Auch die Spannbreite der Reflexion ist hoch: Von der nacherzählten und dann knapp konterkarierten Anekdote bis zur ebenso scharfen wie kurz angebundenen philosophischen Ohrfeige ist alles vertreten, fast immer auch für den philosophisch interessierten Laien mit Gewinn zu lesen. Manches gerät Blumenberg geradezu prophetisch:

Doch nein: unsere Zitierer […] würden gar nicht erst feststellen können, daß sie falsch zitiert  hätten. Das Zitat war schon falsch bei dem, nach dem sie zitiert hatten.

Hans Blumenberg: Die Sorge geht über den Fluß. Bibliothek Suhrkamp 965. Frankfurt/M.: Suhrkamp, 1987. Pappband, Fadenheftung, 227 Seiten. 11,– €.

Hans Blumenberg: Schiffbruch mit Zuschauer

Seit Ende der 50er Jahre hat Hans Blumenberg seine Metaphorologie sowohl durch systematische Sammlung von Paradigmen als auch theoretisch entwickelt. Allerdings muss ihm bald vor dem sich abzeichnenden Umfang des Projektes gegraut haben, denn Ende der 70er Jahre plant er zusammen mit dem Suhrkamp Verlag, die Metaphorologie zuerst peu à peu in einzelnen Taschenbüchern erscheinen zu lassen und diese Teile erst nachträglich zusammenzuführen.
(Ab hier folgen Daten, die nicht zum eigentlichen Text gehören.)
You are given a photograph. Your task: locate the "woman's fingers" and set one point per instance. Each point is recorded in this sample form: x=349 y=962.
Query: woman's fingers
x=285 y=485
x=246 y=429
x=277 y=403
So erschien 1979 als erster Teil dieses Projekts das Bändchen »Schiffbruch mit Zuschauer«, das die von Lukrez geprägte Metapher von dem am sicheren Land stehenden stoischen Betrachter des Schiffbruchs der anderen im Meer der Welt durch diverse Wandlungen hindurch bis ins 20. Jahrhundert hinein verfolgt. Ergänzt wird der historische Gang um einen Essay, der so etwas wie die Grundlegung einer Metaphorologie als Theorie der Unbegrifflichkeit liefert. Allein die verständige Lektüre dieser knapp 20 Seiten erspart einem die ganzer Kompendien.

So wird wiederum Wittgenstein die Philosophie als beruhend auf der Bevorzugung von Gleichnissen, ohne zureichende Begründung für deren Wahl, beschreiben. Auf der Bevorzugung gewisser Gleichnisse beruhe überhaupt ein viel größerer Teil der Gegensätze unter Menschen als es den Anschein habe.
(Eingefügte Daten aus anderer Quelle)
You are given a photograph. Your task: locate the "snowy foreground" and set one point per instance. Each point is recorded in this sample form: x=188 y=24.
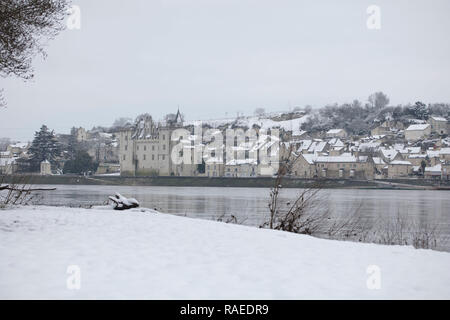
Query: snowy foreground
x=147 y=255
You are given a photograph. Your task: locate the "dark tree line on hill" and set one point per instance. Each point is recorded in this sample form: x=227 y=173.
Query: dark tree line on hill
x=359 y=119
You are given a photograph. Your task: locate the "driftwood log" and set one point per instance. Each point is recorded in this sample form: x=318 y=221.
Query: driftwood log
x=122 y=203
x=7 y=187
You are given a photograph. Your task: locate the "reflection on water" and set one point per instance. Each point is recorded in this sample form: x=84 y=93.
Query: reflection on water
x=250 y=205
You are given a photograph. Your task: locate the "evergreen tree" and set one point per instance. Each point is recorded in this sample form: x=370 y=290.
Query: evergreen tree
x=44 y=147
x=421 y=111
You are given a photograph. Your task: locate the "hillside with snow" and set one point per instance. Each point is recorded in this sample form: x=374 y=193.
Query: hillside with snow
x=147 y=255
x=264 y=122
Was den eigentlich historischen Gang der Entwicklung der Metapher angeht, so erweist sie sich als überaus geschmeidig und anpassungsfähig. Es wundert nicht, dass im 19. Jahrhundert der Glaube, es gäbe einen sicheren Standpunkt auf Land, von dem aus sich das katastrophische Geschehen in der Welt kontemplieren lasse, aufgegeben wird: Heine und Börne fahren gerade noch auf zwei Schiffen aneinander vorbei, und im 20. Jahrhundert bleibt gar nurmehr der Schiffbrüchige übrig, der sich nach dem Untergang an eine Planke klammert. Allerdings hegt er noch die Hoffnung, aus den umherschwimmenden Trümmern ein Floß, wenn nicht gar ein neues Schiff zimmern zu können. Mit welchem Werkzeug, fragt man sich unwillkürlich.
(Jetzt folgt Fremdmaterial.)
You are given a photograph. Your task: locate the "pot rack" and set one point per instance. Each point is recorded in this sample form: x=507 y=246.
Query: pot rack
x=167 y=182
»Schiffbruch mit Zuschauer« war kein Erfolg, weswegen Blumenberg den Plan einer systematischen Fortsetzung aufatmend fallen lassen konnte. Er hat dann den gesammelten Stoff zu zahlreichen Zeitungsbeiträgen verarbeitet, die Suhrkamp wiederum zu ganz wundervollen Bändchen zusammengestellt hat.

Hans Blumenberg: Schiffbruch mit Zuschauer. Bibliothek Suhrkamp 1263. Frankfurt/M.: Suhrkamp, 22000. Pappband, Fadenheftung, Lesebändchen, 106 Seiten. 12,90 €.